Der Papst sprach die "unveräußerlichen Rechte" der Menschen an. Ein würdiges Leben könne es nicht ohne religiöse Freiheit, Freiheit von Diskriminierung, und Arbeit geben. Das katholische Kirchenoberhaupt forderte eine EU, die sich nicht um die Wirtschaft, sondern "um die Heiligkeit der menschlichen Person dreht".
Kritik an Jugendarbeitslosigkeit und Umgang mit Flüchtlingen
"Viele Jugendliche haben keine Zukunftschancen", kritisierte der Papst und spielte damit auf die hohe Jugendarbeitslosigkeit in vielen Ländern der EU an. Im Schnitt ist jeder fünfte junge Mensch ohne Job. Auch beim Umgang Europas mit Flüchtlingen wurde Franziskus deutlich: "Man kann nicht hinnehmen, dass das Mittelmeer zu einem großen Friedhof wird." In diesem Jahr kamen nach Schätzungen bereits mehr als 3.000 Menschen bei dem Versuch ums Leben, nach Europa zu gelangen.
Der Papst bedauerte, dass die Wirtschaftskrise unter gesellschaftlichen Gesichtspunkten dramatische Folgen habe. Das Misstrauen der Bürger gegenüber Institutionen wie der EU steige dadurch. Europa drohe seine Seele zu verlieren, wenn es sich nicht auf seine humanistischen Ideale zurückbesinne. Nur so könne die EU aufkeimendem Extremismus entgegenwirken.
Pope Francis @Pontifex addresses the @Europarl_EN in Strasbourg #EPlenary #EPhoto #POD pic.twitter.com/MSlC76Pk07— EU Parliament Photo (@Europarl_Photo) 25. November 2014
"Egoistische Lebensstile" statt Wertschätzung des Lebens
Der Papst kritisierte "hemmungslosen Konsumismus" und "egoistische Lebensstile", die durch "unhaltbaren Überfluss gekennzeichnet sind". Gerade diese Menschen verhielten sich aber "gleichgültig gegenüber den Ärmsten". Im Mittelpunkt der politischen Debatten stünden nicht die Menschen, sondern "technische und wirtschaftliche Fragen". Der Mensch sei in Gefahr, zu einem bloßen Räderwerk in einem Mechanismus zu werden, so Franziskus.

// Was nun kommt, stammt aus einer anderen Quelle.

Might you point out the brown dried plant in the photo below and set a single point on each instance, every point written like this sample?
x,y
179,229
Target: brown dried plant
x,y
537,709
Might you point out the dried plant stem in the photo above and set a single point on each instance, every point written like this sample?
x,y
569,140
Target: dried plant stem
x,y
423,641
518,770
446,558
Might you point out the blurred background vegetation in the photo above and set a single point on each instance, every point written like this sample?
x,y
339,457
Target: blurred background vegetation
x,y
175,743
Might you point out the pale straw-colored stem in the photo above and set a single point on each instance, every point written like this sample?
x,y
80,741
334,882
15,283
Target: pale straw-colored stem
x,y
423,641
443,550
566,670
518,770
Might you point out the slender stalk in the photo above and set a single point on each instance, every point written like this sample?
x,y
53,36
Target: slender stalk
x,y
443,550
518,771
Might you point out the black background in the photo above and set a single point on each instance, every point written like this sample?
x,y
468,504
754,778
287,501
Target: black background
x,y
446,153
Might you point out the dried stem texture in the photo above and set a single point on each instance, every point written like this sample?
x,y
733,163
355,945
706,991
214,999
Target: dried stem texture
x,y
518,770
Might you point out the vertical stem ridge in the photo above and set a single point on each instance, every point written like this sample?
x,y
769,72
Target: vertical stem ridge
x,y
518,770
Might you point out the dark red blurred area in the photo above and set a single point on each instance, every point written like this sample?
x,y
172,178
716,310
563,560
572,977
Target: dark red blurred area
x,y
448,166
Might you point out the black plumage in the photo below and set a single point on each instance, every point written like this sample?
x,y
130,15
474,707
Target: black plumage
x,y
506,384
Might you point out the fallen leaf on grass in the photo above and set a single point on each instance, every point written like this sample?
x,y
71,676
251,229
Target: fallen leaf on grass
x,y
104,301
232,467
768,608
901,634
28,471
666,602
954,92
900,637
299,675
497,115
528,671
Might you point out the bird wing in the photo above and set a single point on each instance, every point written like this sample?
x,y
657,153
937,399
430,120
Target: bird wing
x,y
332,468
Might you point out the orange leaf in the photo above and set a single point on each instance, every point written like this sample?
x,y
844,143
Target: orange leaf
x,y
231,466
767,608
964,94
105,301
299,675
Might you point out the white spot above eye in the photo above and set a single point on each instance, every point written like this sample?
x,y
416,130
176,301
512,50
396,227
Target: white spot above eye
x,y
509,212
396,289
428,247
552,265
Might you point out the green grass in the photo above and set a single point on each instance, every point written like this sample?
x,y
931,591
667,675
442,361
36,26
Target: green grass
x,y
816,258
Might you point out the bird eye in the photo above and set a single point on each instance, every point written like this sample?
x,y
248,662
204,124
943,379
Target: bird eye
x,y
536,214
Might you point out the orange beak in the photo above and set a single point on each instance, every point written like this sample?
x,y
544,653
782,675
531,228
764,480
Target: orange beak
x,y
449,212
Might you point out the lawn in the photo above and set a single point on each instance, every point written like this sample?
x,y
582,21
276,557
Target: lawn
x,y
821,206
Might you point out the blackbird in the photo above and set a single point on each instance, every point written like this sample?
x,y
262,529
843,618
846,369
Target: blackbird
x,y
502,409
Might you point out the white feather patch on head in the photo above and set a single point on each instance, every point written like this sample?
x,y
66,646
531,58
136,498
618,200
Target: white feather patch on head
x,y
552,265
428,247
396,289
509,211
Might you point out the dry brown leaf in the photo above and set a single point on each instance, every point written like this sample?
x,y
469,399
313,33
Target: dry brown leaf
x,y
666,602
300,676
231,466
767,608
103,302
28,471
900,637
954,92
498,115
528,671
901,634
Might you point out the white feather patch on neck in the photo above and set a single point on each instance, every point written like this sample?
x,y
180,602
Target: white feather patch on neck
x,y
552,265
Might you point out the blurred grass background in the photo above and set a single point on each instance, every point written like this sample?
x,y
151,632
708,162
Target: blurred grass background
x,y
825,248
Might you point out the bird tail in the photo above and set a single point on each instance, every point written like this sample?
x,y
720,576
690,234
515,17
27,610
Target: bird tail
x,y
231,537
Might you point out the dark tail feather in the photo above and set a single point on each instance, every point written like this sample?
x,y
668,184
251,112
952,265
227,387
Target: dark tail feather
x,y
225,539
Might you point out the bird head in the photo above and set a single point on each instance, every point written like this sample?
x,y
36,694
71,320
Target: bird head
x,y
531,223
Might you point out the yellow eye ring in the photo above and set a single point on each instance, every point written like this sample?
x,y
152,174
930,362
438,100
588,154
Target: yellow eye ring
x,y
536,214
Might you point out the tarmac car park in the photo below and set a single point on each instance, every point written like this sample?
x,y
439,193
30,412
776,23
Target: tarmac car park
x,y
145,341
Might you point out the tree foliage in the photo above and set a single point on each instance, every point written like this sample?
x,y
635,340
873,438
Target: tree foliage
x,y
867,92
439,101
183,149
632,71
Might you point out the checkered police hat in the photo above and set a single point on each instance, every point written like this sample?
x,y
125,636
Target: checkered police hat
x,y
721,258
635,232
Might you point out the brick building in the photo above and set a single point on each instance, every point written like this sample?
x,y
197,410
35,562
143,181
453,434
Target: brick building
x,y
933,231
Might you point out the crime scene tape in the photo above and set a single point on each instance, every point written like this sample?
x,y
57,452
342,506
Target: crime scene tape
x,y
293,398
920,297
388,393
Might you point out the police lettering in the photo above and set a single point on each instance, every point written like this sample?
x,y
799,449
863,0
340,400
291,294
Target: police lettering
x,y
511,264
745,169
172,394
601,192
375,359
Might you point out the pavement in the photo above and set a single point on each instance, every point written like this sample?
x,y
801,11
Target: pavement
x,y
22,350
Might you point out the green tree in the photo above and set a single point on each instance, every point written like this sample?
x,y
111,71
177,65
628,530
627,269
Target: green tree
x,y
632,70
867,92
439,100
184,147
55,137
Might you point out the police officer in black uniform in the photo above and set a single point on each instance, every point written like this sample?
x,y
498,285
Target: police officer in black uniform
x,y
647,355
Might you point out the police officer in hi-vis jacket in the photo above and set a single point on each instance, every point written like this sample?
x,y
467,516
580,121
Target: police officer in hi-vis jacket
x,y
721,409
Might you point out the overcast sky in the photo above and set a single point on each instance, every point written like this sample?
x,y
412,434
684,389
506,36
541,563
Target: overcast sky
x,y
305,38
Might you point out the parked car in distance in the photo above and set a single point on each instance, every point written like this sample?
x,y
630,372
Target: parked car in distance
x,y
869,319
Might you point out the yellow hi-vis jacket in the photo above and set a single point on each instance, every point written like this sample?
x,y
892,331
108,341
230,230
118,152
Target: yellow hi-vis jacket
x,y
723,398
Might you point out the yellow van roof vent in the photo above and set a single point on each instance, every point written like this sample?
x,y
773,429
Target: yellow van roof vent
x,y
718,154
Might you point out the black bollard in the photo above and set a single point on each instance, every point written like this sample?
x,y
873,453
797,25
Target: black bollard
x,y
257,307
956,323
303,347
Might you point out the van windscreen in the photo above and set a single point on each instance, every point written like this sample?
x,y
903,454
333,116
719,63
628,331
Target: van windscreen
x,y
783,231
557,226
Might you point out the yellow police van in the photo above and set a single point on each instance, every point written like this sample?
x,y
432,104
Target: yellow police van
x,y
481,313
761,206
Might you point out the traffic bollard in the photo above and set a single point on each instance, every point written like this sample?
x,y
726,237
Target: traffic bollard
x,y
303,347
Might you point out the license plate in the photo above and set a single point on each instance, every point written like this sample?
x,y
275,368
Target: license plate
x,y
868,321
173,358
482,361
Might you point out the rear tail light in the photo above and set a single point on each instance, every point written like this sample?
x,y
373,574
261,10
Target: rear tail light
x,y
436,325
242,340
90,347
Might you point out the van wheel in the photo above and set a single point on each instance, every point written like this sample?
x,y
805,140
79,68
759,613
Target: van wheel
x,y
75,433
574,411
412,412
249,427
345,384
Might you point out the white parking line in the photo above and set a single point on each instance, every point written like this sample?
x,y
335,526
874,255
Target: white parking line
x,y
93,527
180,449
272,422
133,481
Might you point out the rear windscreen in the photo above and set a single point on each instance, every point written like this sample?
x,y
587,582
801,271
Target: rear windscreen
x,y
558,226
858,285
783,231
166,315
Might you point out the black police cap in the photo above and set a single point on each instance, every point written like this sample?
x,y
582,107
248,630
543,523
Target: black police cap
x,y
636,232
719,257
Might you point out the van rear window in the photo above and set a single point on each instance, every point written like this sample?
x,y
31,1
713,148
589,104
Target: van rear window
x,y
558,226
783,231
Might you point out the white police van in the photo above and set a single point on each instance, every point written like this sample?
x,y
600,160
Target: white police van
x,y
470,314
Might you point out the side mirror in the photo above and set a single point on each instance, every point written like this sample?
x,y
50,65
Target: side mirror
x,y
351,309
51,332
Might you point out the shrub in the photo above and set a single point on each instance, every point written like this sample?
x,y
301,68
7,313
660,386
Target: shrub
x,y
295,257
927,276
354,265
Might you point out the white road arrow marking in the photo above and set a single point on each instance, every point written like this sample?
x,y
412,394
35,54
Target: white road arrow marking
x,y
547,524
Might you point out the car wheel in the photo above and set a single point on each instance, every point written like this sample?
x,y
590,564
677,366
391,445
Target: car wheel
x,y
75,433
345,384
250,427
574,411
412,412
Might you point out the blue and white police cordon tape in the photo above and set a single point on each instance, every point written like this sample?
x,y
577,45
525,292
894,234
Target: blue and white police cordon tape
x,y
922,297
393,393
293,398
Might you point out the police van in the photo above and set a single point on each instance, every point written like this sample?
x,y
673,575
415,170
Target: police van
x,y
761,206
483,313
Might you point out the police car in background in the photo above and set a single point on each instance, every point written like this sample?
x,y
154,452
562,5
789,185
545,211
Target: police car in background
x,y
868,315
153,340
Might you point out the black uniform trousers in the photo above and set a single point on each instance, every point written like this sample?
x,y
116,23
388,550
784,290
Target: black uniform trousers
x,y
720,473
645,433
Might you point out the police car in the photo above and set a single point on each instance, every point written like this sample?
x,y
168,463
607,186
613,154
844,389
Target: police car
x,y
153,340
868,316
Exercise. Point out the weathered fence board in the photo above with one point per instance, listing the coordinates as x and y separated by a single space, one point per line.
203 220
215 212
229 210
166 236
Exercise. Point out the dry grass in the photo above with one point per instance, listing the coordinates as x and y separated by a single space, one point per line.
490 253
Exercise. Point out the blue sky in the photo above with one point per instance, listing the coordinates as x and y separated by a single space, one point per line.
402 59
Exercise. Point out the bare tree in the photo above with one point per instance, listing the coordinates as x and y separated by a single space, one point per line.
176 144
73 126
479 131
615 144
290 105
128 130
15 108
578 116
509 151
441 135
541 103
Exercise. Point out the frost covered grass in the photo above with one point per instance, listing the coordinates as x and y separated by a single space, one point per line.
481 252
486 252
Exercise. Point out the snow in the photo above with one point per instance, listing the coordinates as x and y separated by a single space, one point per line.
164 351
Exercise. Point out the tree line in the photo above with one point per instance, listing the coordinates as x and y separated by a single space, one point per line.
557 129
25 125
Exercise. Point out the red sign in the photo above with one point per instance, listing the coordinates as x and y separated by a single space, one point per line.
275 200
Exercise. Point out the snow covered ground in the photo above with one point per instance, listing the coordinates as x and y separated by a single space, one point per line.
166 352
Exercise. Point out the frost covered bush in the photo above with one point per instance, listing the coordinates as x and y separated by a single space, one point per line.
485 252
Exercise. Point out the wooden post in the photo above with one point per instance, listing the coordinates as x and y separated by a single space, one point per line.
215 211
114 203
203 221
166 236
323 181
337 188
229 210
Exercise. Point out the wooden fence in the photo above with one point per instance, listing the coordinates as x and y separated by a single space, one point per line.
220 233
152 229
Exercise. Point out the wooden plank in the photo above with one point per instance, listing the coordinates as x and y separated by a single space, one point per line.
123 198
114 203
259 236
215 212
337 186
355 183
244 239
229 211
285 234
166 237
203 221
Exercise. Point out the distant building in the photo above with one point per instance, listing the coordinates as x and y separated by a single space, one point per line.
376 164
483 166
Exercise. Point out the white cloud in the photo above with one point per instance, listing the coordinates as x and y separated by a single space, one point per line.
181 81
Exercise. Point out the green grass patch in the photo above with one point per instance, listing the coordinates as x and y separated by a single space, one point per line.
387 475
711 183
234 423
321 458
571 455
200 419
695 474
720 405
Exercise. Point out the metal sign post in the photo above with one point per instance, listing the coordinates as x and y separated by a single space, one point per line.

Auch Überfluss und Verschwendung kritisierte das katholische Kirchenoberhaupt. Es sei nicht zu tolerieren, dass "zahlreiche Menschen den Hungertod sterben, während jeden Tag Essen von unseren Tischen tonnenweise weggeworfen wird".
Erster Besuch eines Papstes seit 26 Jahren
Parlamentspräsident Schulz wertete die Rede als eine Ermutigung für die EU sowie für eine gute Zukunft Europas. Er dankte dem Papst mit den Worten: "Sie sind eine Persönlichkeit, die Orientierung gibt in Zeiten der Orientierungslosigkeit."
Papst Franziskus komme nicht als Politiker, sondern als Kirchenoberhaupt nach Straßburg, hatte Vatikansprecher Federico Lombardi zuvor betont. Johannes Paul II. hatte vor 26 Jahren als erster Papst vor dem Europaparlament gesprochen.